There was also the thread of my faith. As a practicing Christian, I spent my whole life hearing that women should not have sex, that your virginity was some kind of prize that signaled your purity; that it was a potential blessing for when you finally got married. If you practice any religion in Nigeria: Christianity, Islam, Traditional worship, chances that you’ve heard a version of this trope—everybody says no sex till marriage. The problem, though, is not that women should not be free to exercise their sexual agency; including choosing to wait for a meaningful relationship; it is that many of these religions came to place the idea of the female virginity as some kind of hard-won prize, almost something that was idolized and worshipped. It is less about religion though, and more about a historical patriarchal culture that erased women’s sexual agency and insisted that a woman’s body is no more than an object to be appropriated. Many people call this whole movement ‘Toxic Purity Culture.’ Again, I’m not saying this to underscore religious teaching, (that is left to your personal convictions) but to take back the silence that has shrouded these issues.

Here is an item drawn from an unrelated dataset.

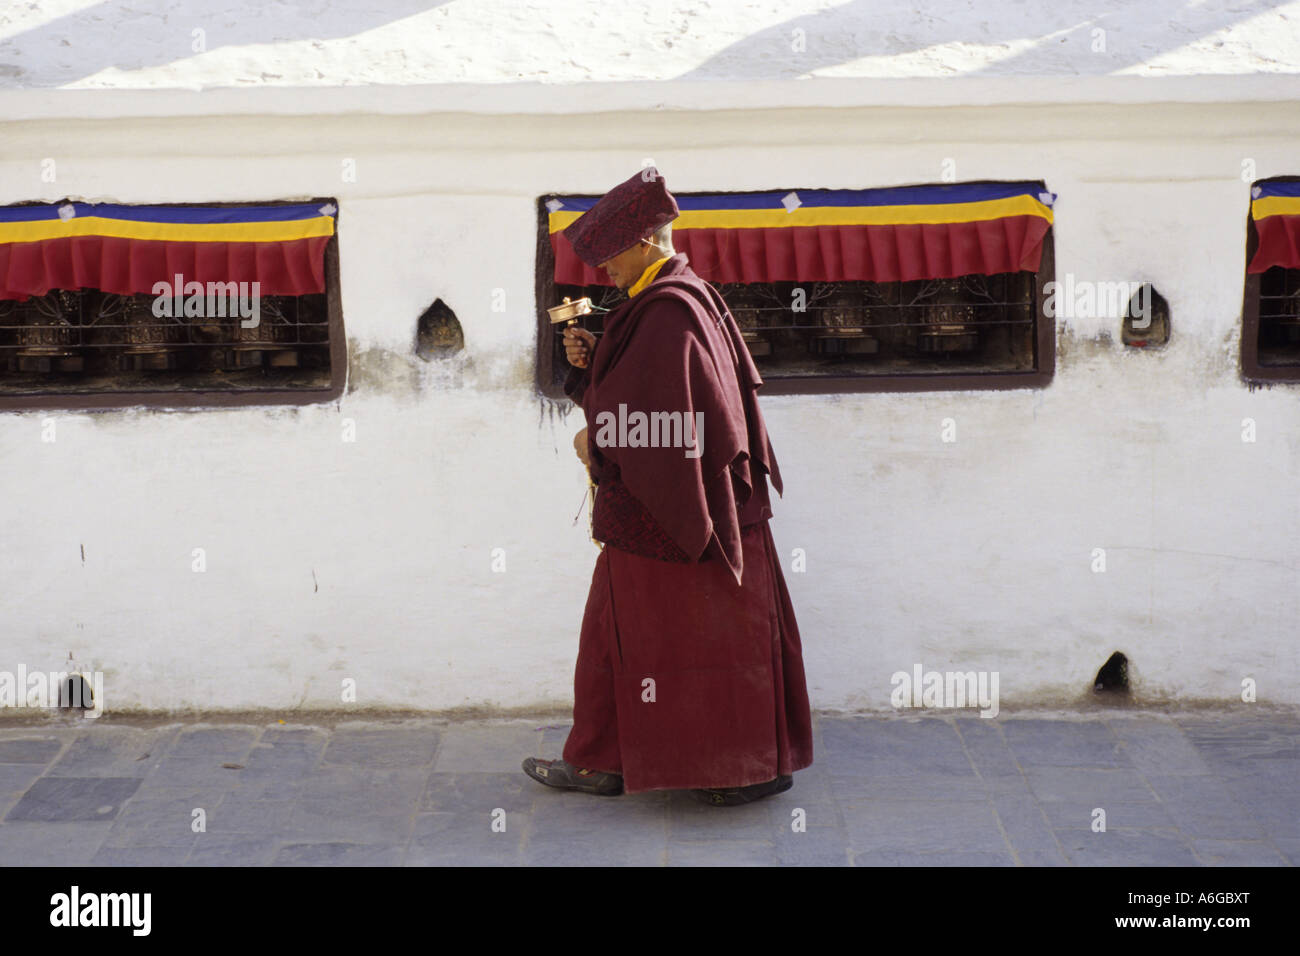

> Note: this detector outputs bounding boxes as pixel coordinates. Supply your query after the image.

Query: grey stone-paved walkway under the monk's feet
[0,709,1300,866]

Sex matters. A lot. God wants you to have sex. Also, there is great benefit to waiting to be connected with the right partner, in a meaningful relationship where both parties are fully committed to each other. However, a woman is not more valuable because she has her hymen intact. Women are much more than their bodies, and the broken hymen is not a signal of her goodness or the value she brings to a union. Look, this is not even about holiness, it is about power and control but that is topic for another article.

If you choose to wait, that’s great. But wait well. Wait with information. Understand the dynamics of your own sexuality. Create forums where people who share your convictions can also talk about sex. Don’t wait blindly and don’t wait in ignorance. I have read and heard stories, ignorant abstinence can end in tears. Let me give you an example: There is a story of a woman who married as a virgin. For ten years of her marriage, she was unable to have penetrative sex. Why? She grew up under the fear-based purity culture and psychologically, her mind created a barrier that caused her vaginal walls to clench shut whenever she tried to have sex. They call it vaginismus and it is not a physical problem most of the time, it is psychological. It took her husband having an affair, and then a dear divorce, before she realized she should begin sex therapy. Thankfully, that helped. So, you see, her intentions were good, scriptural even. Yet, the only information she had about sex was that it was bad, it was sin, it was corruptive of the woman.

Maybe as you read this you think it doesn’t matter because you are sexually active anyway. But how freely do you talk about sex, your experience of it? The sensuality of your body. More, can you even talk about sex in your faith-based group meetings? We need to demystify purity culture. Younger women need to know that they have full autonomy over their bodies and that their value is not tied to the presence of a connective tissue. Young faith-inclined men need to stop all this needless policing of a woman’s sexual past. And most importantly, people need to give up the idea that marrying as a virgin guarantees you some special sexual blessing. It simply does not work like that. Every decision you make, whether to wait or to be active should be done with knowledge.